# 🧹 Working with Tables: Meet the Hippos

Today, we’ll work with a messy real-world dataset (it includes hippos!).
We’ll learn how to:
- Read data into a table using `pandas`
- Inspect the data and spot common formatting issues
- Clean up names, numbers, and categories
- Create a tidy DataFrame ready for analysis

## 📥 Load the Data

In [None]:
import pandas as pd

df = pd.read_csv('https://raw.githubusercontent.com/ggkuhnle/data-analysis/main/data/messy_hippos.csv')  # update this if hosted elsewhere
df

## 🔍 What’s Going On Here?

In [None]:
# Let’s take a quick look
df.info()

## ✨ Clean Up the Columns

In [None]:
# Strip extra spaces from column names
df.columns = df.columns.str.strip()
# Also fix column name casing and spelling
df = df.rename(columns={'Name': 'Name', 'Weight (kg)': 'Weight_kg', 'height_cm': 'Height_cm'})
df

## 🧼 Clean Individual Columns

In [None]:
# Remove extra spaces in names and fix inconsistencies
df['Name'] = df['Name'].str.strip().str.capitalize()
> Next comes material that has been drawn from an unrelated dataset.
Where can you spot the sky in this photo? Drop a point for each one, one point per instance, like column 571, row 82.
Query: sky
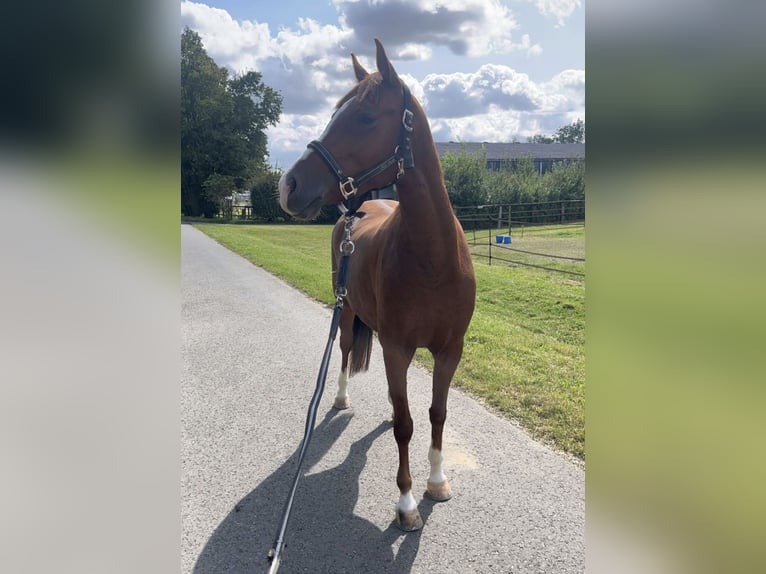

# Standardise species names
df['species'] = df['species'].str.strip().str.lower().str.replace('hippos', 'hippo')

# Clean Weight column: remove commas, strip, convert to numeric
df['Weight_kg'] = pd.to_numeric(df['Weight_kg'].str.replace(',', '').str.strip(), errors='coerce')

# Clean Height
df['Height_cm'] = pd.to_numeric(df['Height_cm'], errors='coerce')

# Standardise habitat names
df['habitat'] = df['habitat'].str.strip().str.capitalize()

df

## ❓ What’s Missing or Strange?

In [None]:
df.isna().sum()

## 🧾 Summary of the Cleaned Dataset

In [None]:
df.describe(include='all')

## ✅ Summary – What You’ve Learned Today
- Read a CSV file into a `pandas` DataFrame
- Spotted and fixed common issues: extra spaces, inconsistent labels, strange number formats
- Used `.str.strip()`, `.replace()`, and `pd.to_numeric()` to clean columns
- Checked for missing values with `.isna()`

Next time, we’ll learn how to group and summarise data – like how much a typical hippo weighs, or what the average habitat height is! 🦛